La mandataria italiana confirmó que ha mantenido reuniones de coordinación con el Ministro del Interior, Matteo Piantedosi, para evaluar las acciones a seguir. Meloni enfatizó que Italia no permanecerá pasiva ante estos acontecimientos y que se están convocando a los organismos competentes para analizar la situación. Al finalizar estas reuniones, el gobierno italiano se muestra preparado para implementar "instrumentos extraordinarios" con el objetivo de defender las fronteras y salvaguardar la seguridad de los ciudadanos, siendo la suspensión del espacio Schengen con España una de las opciones sobre la mesa.
En sus declaraciones, la primera ministra fue tajante al afirmar que su gobierno no retrocederá "ni un milímetro" en la lucha contra la inmigración clandestina. Para Meloni, la línea estratégica de su administración seguirá basándose en tres pilares fundamentales: la defensa rigurosa de las fronteras, la detención de los traficantes de seres humanos y la garantía de que las repatriaciones se lleven a cabo de manera efectiva. Esta postura es coherente con su trayectoria política, habiendo abogado constantemente por el endurecimiento de las políticas migratorias dentro de la comunidad europea.
A este planteamiento se sumó el canciller italiano, Antonio Tajani, quien reforzó la amenaza de retirarse del espacio Schengen. En sus declaraciones, Tajani no solo respaldó la actuación del ministro Piantedosi, sino que lanzó una crítica directa hacia la gestión del gobierno de Pedro Sánchez en España.

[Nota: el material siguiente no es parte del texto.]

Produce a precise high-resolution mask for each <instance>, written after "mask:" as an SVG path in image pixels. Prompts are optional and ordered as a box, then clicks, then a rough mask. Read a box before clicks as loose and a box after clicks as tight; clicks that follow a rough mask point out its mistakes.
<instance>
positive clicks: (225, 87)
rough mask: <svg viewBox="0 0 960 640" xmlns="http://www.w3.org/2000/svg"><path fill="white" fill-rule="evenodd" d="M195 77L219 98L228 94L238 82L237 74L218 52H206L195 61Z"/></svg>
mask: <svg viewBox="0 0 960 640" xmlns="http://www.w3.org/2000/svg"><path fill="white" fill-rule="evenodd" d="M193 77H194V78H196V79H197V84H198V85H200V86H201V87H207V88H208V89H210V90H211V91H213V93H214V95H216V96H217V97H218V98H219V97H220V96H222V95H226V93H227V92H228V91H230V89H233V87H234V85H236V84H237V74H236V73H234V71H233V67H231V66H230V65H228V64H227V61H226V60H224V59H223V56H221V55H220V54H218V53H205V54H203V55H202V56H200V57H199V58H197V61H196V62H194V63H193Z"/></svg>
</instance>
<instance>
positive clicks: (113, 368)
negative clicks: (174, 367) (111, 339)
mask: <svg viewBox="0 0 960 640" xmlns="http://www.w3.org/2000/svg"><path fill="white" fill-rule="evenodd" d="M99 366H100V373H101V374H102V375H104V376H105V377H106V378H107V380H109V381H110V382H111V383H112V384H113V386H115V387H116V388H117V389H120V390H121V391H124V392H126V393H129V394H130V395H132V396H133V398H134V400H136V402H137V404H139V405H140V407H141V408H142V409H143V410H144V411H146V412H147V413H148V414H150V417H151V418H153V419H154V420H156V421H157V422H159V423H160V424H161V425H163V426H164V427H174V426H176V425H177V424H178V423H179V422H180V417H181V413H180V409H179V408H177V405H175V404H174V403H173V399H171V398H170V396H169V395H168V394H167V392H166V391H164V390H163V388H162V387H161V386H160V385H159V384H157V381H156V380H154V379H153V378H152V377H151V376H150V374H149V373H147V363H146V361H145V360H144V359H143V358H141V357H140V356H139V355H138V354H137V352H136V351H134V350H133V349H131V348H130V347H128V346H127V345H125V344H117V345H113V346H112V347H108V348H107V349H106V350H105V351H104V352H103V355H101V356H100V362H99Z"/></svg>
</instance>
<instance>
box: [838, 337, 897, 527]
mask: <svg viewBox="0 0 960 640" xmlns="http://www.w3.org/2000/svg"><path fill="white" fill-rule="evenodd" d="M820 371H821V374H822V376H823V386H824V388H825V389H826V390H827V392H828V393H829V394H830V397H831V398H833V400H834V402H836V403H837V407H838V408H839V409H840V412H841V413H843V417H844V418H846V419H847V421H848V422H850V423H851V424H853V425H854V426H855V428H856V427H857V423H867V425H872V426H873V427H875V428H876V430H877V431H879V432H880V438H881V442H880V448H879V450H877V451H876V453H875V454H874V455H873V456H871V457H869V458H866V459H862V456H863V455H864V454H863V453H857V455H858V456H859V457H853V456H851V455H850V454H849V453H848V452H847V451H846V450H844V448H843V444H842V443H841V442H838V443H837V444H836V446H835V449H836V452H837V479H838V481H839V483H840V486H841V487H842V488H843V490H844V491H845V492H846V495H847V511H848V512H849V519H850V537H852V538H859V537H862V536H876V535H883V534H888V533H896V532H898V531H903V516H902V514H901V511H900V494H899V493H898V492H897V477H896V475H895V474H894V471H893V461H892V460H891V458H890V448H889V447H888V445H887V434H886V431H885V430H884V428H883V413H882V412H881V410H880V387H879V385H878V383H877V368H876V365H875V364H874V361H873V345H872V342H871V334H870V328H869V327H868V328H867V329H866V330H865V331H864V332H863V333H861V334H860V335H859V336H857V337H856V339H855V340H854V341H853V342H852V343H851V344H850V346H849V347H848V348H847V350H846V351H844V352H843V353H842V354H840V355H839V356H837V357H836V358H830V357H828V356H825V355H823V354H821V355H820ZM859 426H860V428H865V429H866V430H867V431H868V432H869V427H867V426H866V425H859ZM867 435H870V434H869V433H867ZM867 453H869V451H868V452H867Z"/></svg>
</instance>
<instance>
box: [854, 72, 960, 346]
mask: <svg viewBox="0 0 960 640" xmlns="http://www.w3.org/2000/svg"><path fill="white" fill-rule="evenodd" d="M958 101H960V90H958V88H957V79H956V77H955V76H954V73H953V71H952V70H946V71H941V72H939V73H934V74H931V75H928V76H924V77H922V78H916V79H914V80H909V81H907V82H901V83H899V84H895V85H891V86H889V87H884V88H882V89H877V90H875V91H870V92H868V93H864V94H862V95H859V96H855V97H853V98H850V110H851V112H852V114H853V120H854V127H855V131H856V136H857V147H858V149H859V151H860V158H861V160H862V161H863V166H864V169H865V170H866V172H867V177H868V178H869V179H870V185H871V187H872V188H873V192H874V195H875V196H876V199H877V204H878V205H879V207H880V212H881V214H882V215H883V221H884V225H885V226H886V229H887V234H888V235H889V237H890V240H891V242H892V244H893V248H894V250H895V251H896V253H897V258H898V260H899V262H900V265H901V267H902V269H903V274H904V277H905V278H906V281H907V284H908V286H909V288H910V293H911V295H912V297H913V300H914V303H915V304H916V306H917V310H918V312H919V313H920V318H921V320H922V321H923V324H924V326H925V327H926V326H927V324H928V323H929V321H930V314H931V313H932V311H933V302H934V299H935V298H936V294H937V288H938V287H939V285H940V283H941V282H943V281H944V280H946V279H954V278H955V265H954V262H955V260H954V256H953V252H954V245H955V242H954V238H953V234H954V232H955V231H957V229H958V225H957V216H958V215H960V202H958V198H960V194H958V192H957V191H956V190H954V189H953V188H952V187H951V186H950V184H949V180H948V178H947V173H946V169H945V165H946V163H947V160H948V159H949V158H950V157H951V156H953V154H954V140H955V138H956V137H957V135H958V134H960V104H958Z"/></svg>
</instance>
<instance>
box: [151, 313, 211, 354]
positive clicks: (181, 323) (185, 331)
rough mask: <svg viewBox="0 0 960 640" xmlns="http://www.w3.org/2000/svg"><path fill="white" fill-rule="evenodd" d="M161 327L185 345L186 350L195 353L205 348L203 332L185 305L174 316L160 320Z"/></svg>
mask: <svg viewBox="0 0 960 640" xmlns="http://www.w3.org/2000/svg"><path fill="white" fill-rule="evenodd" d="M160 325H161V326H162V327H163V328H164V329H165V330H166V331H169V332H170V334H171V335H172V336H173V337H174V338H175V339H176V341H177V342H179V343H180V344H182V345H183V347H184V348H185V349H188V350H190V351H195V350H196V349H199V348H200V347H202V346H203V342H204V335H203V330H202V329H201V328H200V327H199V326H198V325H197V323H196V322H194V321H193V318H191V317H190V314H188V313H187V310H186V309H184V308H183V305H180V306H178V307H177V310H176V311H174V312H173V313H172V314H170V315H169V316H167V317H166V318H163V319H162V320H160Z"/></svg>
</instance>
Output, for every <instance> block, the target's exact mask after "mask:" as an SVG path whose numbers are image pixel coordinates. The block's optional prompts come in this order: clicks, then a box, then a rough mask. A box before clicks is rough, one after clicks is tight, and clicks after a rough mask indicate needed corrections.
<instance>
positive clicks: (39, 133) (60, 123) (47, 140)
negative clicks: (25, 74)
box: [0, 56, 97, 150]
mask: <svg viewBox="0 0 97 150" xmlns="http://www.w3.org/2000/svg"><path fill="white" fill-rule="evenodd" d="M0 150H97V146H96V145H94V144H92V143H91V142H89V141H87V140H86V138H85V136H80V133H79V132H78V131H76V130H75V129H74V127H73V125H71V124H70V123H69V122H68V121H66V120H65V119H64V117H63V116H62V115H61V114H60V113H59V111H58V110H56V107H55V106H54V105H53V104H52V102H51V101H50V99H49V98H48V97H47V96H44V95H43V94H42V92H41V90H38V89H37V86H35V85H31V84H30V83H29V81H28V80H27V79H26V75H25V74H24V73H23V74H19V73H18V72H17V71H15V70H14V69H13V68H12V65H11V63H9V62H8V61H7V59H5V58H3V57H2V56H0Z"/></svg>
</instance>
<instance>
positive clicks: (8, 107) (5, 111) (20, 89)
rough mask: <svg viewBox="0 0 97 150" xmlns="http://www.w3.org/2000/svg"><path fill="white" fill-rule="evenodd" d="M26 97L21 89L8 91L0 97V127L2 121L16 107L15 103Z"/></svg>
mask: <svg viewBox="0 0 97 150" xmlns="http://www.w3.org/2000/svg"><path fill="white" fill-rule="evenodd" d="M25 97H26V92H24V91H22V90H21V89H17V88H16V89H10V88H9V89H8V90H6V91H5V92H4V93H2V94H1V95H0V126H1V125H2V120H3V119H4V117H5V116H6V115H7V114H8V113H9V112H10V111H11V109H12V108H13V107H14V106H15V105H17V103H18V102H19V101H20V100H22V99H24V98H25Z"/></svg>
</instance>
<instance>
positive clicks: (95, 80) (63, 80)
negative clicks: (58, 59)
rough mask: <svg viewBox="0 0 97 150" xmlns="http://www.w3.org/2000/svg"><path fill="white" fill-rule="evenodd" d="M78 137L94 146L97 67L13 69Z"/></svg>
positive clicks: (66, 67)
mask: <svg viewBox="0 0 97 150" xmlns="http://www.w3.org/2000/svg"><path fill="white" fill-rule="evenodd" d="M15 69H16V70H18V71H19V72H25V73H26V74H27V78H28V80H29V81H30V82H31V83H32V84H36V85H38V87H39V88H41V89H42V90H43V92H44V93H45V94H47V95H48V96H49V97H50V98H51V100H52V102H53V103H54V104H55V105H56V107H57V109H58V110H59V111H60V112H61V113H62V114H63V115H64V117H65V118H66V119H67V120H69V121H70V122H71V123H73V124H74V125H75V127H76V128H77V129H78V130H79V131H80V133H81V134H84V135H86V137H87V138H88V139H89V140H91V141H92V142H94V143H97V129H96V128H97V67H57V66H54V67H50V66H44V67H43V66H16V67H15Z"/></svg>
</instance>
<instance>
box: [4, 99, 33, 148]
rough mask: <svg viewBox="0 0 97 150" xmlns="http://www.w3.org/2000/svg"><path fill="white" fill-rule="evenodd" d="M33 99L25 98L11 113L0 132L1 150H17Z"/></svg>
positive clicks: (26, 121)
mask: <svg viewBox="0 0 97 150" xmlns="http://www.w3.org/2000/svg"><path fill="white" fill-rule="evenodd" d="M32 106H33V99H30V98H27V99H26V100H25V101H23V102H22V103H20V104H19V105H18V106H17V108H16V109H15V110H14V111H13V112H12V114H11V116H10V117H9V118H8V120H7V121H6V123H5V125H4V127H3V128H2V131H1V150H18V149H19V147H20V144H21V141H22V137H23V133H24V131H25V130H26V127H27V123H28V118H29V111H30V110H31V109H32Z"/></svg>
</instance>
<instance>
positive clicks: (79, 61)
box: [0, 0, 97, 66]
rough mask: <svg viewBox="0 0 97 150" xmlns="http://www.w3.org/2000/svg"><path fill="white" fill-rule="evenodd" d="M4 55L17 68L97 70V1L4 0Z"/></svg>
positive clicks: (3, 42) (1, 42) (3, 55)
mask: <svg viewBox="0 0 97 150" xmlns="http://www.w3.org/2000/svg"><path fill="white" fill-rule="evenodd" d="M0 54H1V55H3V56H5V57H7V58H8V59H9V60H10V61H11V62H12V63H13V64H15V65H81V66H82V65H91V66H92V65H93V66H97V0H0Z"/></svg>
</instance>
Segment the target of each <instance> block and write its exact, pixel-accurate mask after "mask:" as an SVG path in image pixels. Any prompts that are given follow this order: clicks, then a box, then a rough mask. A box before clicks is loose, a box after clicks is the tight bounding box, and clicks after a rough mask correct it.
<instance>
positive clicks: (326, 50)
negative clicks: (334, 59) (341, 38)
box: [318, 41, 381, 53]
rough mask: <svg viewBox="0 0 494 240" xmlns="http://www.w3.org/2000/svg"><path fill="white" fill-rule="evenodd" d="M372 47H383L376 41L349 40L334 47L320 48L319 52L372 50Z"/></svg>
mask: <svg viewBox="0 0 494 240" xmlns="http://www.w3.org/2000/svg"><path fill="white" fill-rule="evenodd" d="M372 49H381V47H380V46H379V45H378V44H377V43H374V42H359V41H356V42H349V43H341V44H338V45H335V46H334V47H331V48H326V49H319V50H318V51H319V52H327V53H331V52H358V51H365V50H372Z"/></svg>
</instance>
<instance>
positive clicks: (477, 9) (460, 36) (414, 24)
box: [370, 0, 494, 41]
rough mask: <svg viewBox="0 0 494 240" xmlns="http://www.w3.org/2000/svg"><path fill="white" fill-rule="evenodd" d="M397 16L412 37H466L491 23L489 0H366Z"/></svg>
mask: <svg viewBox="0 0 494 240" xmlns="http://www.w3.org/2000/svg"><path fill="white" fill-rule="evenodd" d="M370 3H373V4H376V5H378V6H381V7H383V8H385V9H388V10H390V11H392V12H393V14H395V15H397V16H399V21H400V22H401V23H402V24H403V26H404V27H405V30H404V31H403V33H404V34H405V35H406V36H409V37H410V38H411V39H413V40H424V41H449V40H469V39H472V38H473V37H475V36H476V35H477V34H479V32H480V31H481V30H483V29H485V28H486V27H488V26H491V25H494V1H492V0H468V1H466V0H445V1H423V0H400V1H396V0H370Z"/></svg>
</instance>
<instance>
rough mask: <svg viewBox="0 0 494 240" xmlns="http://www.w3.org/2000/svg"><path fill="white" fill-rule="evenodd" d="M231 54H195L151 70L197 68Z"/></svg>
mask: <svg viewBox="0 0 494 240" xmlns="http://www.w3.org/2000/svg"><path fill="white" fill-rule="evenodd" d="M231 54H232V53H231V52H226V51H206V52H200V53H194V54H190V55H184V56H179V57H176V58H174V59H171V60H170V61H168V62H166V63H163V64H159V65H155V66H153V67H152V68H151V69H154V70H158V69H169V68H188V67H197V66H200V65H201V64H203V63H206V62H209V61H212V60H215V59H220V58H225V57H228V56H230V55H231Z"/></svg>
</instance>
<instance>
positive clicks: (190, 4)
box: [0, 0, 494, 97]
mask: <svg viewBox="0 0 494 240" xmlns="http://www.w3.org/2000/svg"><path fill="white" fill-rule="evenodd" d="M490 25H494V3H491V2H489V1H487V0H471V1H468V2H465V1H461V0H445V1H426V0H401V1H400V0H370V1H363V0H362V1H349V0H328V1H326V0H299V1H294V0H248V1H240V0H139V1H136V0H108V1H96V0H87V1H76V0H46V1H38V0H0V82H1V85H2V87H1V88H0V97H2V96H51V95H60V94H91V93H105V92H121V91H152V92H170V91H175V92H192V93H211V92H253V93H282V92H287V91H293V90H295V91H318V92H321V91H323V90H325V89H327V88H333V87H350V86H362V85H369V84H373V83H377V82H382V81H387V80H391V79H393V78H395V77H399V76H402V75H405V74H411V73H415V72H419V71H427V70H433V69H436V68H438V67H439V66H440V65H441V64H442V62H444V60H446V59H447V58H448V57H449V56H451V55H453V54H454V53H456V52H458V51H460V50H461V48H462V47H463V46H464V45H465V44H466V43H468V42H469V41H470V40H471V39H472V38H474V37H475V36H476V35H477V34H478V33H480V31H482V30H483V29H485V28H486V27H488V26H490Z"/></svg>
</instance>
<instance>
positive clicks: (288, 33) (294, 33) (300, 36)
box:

Tajani manifestó su apoyo al cierre del espacio Schengen con España, argumentando que la inmigración irregular e incontrolada representa un peligro para la seguridad nacional. Según el canciller, las imágenes de Ceuta son la prueba de que la decisión del Gobierno de Madrid de otorgar la ciudadanía española, y por ende la europea, a más de 500.000 inmigrantes irregulares es "profundamente errónea", pues considera que dicha política incentiva el tráfico de seres humanos.
Para comprender la magnitud de esta propuesta, es necesario recordar que el espacio Schengen es una zona de libre circulación que elimina los controles fronterizos internos entre los países miembros, permitiendo que los ciudadanos viajen sin necesidad de mostrar pasaporte, funcionando prácticamente como un solo territorio para el tránsito y el turismo. Este acuerdo lleva el nombre de un pueblo de Luxemburgo, en la frontera con Alemania y Francia, donde se firmaron el Acuerdo y el Convenio de Schengen en 1985 y 1990, respectivamente.
Bajo estos tratados, los países miembros se comprometen a no efectuar controles en sus fronteras interiores, salvo en casos de amenazas específicas, mientras mantienen controles armonizados y estrictos en las fronteras exteriores de la Unión Europea.
Este endurecimiento de la postura italiana se produce tras una victoria política de Meloni a mediados de junio, cuando el Parlamento europeo aprobó un nuevo reglamento que endurece la política migratoria. Esta norma permite la creación de centros de repatriación de inmigrantes en países situados fuera de la Unión Europea. Gracias a esto, el gobierno italiano obtuvo luz verde para los centros levantados en 2024 en Albania, los cuales habían permanecido vacíos debido a conflictos con el Poder Judicial.
La normativa más controvertida permite que los Estados miembros establezcan centros de repatriación fuera del territorio de la UE mediante acuerdos "ad hoc". Actualmente, existen contactos con países de África y de Asia central para implementar estos centros. Según la norma, los migrantes, incluyendo familias con niños, podrían ser trasladados a dichos países incluso si no poseen ningún vínculo previo con el territorio de destino.